Многое казалось таинственным. Маленький особняк между Белинского и Юнкерсовским (Лейтенантским, Вице-адмирала Азарова) переулком. Высокая решетка отделяла его от бульвара. К копьям решетки с внутренней стороны был приторочен грубый толь – от любопытных глаз. Иногда открывались ворота, быстро выезжала машина, ворота тут же захлопывались. В это мгновение можно было заметить клумбы. И никогда не было видно обитателей. Молва приписывала владение этим особняком какому-то генералу… Рядом с решеткой особняка высились огромные резные двери. Никогда не открывавшиеся. Они тоже казались таинственными.
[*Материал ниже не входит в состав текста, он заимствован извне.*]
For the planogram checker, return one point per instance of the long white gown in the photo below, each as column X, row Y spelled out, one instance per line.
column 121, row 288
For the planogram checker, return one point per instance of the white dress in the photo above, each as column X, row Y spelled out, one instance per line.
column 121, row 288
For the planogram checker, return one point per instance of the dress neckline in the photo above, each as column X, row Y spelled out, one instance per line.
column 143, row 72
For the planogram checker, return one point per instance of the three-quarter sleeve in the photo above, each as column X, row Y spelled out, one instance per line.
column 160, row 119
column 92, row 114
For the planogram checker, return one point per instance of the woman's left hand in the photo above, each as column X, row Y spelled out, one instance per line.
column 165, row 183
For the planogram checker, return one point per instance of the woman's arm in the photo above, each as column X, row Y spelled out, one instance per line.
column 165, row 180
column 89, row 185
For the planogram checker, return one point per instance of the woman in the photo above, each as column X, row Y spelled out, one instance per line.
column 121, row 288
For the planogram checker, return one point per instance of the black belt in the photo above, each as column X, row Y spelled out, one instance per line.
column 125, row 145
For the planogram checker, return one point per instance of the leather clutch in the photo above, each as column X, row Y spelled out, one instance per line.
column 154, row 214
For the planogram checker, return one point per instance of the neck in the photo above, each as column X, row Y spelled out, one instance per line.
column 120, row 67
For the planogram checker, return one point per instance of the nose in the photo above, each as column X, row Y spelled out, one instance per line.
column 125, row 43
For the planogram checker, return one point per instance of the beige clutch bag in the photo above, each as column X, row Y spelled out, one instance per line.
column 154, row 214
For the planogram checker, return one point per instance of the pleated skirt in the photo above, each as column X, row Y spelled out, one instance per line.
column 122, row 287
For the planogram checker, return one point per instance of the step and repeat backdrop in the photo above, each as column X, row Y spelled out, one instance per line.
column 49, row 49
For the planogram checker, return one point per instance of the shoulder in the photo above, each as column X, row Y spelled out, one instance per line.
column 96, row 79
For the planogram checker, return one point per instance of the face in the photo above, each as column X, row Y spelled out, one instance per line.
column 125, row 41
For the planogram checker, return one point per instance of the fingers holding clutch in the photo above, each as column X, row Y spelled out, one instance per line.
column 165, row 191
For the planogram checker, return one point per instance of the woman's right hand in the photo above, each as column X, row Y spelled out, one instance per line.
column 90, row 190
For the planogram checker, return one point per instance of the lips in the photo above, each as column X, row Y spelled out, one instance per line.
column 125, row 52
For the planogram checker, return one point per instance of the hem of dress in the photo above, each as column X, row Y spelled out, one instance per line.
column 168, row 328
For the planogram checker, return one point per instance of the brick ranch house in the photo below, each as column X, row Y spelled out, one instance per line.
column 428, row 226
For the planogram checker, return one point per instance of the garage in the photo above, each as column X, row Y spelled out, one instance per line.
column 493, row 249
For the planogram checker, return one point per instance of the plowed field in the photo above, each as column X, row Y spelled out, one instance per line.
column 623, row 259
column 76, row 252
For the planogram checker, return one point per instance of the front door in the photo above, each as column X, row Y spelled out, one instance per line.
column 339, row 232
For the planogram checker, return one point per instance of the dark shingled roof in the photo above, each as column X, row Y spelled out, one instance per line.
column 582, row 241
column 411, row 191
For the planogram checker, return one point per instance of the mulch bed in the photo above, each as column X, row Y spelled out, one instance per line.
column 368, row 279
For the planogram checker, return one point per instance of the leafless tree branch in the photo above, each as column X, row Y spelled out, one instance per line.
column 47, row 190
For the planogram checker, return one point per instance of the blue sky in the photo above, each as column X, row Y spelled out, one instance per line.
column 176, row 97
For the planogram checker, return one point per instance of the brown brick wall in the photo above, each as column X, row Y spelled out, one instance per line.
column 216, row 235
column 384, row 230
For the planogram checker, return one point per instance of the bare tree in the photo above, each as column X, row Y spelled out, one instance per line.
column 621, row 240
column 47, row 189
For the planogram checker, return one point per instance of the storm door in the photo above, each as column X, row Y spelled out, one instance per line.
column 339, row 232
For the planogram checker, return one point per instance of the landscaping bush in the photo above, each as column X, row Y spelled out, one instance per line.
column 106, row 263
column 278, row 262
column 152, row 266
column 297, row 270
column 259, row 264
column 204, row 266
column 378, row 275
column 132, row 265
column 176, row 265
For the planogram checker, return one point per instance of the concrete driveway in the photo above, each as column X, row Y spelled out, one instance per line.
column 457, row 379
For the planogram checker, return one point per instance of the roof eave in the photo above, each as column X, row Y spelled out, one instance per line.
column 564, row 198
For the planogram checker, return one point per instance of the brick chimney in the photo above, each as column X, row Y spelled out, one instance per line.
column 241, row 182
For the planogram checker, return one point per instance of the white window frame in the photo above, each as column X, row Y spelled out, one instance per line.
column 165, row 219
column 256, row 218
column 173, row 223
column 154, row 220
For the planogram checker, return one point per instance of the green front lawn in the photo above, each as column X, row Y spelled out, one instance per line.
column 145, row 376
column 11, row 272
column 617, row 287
По дороге домой (не в школу – чтобы не опоздать на уроки!) соблазном был велотрек за легко преодолеваемым забором – на месте нынешней музкомедии. Особенно притягательным был он зимой, когда, сидя на появившемся у меня портфеле, можно было съезжать по его заснеженным крутым склонам. Этот велотрек позже писал Люсик Межберг.
Появились первые подружки. Одной из любимых была ясноглазая умница Соня Ойвин. Отец погиб на фронте. Соня, мама, брат и бабушка (я впервые услышала слово “бобеле”) жили в двух крошечных комнатках, одна из которых была проходной. Однажды мы заговорились, приближались сумерки. Вдруг Соня попросила меня говорить шепотом. Мы еще какое-то время пошептались. Я засобиралась домой. Соня пошла меня провожать. В проходной комнатенке за столом с зажженными свечами сидела бабушка, произносившая молитву на непонятном языке. Она не шевельнулась, а мы на цыпочках прошли за ее спиной. Так впервые я увидела зажженные субботние свечи.
Еще не были отменены хлебные карточки. Я не понимала, что такое маслины, которые часто вспоминала мама: “Так хочется хоть одну маслинку”. Я знала низкорослые деревья с тонким запахом мелких желтых цветочков, с узкими серебристыми листьями и серебристыми крошечными плодами, которые мы ели, несмотря на терпкий вкус. Почему же мама говорит, что маслины крупные и черные? Непонятно!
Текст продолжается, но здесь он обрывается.